Amendment 4: • Appendix 10 was added to include the Myeloma Frailty Score Calculator Additional change(s) to the protocol include the following: • Administrative, editorial, and formatting updates, changes, corrections, and clarifications were made throughout, where appropriate, including section numbering and references. • Changes in the body of the protocol were also updated in the synopsis and study procedures tables, as appropriate.

Amendment 5: • Lowered the stopping boundary due to toxicity from greater than 33% to greater than 25% of patients experiencing a Grade 4 or higher treatment related AE (Section 3.1.3; Table 3) in order to increase patient safety during the dose expansion phase of the study. • Clarified the process for analyzing bone marrow samples during screening. (Section 6.2). • Clarified the processes for investigator evaluation of disease response assessments by providing additional detail regarding which assessments would be analyzed at the central laboratory versus locally (Section 6.5.2 and 6.5.4).

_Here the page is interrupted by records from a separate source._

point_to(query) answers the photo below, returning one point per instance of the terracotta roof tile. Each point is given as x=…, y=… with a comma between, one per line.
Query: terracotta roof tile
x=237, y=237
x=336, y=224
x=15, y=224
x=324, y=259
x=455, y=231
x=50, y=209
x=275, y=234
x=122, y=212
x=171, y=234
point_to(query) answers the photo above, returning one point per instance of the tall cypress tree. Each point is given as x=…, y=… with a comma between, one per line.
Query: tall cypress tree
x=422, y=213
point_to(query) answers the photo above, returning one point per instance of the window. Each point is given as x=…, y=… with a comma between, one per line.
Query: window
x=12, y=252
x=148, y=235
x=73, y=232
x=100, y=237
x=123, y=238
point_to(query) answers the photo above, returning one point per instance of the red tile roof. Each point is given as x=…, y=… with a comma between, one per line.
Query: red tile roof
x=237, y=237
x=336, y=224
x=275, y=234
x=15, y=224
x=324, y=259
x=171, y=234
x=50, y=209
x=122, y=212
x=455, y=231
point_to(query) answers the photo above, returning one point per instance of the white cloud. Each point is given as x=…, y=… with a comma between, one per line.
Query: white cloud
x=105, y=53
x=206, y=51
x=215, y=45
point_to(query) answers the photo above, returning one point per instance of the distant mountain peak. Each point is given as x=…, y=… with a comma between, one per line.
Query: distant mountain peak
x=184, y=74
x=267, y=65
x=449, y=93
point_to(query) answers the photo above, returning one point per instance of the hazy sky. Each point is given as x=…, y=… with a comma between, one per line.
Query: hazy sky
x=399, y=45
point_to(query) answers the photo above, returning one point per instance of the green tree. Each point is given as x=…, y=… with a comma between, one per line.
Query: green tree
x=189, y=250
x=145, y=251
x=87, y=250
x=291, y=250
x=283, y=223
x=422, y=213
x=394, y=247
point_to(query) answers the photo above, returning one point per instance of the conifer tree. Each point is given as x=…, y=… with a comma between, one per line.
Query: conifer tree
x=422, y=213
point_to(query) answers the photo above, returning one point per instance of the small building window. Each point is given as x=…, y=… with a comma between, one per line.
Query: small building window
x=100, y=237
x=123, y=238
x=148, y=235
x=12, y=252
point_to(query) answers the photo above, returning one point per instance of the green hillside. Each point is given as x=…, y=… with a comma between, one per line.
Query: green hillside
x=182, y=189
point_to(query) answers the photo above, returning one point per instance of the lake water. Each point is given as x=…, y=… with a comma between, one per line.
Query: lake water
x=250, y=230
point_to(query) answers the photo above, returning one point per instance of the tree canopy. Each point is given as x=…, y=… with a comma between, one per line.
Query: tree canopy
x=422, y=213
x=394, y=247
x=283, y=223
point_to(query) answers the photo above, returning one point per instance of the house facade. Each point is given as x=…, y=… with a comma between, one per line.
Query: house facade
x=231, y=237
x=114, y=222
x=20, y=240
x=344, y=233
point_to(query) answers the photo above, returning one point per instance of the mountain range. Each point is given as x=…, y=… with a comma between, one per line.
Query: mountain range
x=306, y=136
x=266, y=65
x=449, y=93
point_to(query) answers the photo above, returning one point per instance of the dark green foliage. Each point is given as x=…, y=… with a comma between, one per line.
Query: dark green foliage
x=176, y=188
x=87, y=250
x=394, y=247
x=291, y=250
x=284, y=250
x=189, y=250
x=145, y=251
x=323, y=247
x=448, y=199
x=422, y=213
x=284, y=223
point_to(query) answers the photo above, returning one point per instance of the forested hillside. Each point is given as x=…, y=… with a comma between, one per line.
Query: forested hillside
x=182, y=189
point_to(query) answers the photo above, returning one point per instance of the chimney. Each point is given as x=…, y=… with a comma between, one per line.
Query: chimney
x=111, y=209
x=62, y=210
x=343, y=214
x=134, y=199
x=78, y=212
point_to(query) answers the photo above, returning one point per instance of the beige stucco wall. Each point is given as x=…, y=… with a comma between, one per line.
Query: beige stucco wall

Amendment 6: • Removal of posttreatment follow-up for disease progression and survival follow-up assessments and secondary endpoints for progression-free survival (PFS) and overall (OS) as efficacy data will no longer be collected after the end-of-treatment (EOT) visit. • Removal of exploratory endpoint for minimal residual disease (MRD) negativity rate as central laboratory assessment of MRD is no longer required. • Removal of exploratory endpoints/analyses to evaluate the association of each biomarker or combination of biomarkers with clinical outcomes as there are no plans to perform these analyses anymore. • Guidance for the use of corticosteroids as premedication for the first few infusions of magrolimab has been incorporated to align with the information in Edition 12 of the Investigator’s Brochure. • Clarification of standard of care procedure language incorporated from Administrative Amendment 1 for Protocol Amendment 5. • Removal of receptor occupancy assessment. • Removal of the requirement for multiple myeloma, tumor response, and bone marrow assessments to be performed by a central laboratory. These assessments may now be performed by a central or local laboratory based on investigator preference. • Removal of FACT-MM questionnaire assessment as patient-reported outcome data are no longer required. • Guidance for the management of infusion-related reactions has been updated to incorporate the use of corticosteroids as premedication during the first few infusions of magrolimab, and to incorporate guidance for discontinuation of magrolimab in certain cases. This was done to align with the information in Edition 12 of the Investigator’s Brochure. • Toxicity management section for magrolimab has been updated to include guidelines for dose delay and discontinuation in case of severe neutropenia and serious infections to align with the information in Edition 12 of the Investigator’s Brochure.

Amendment 6: • Clarification that assessment of quantitative Ig levels is to be performed for patients with IgA and IgD myelomas to align with Section 6.5.1. • Contraception appendix has been updated to reflect the latest nonclinical embryo-fetal development toxicity data. • Global Patient Safety (GLPS) has been updated to Patient Safety (PS) to reflect the new department name.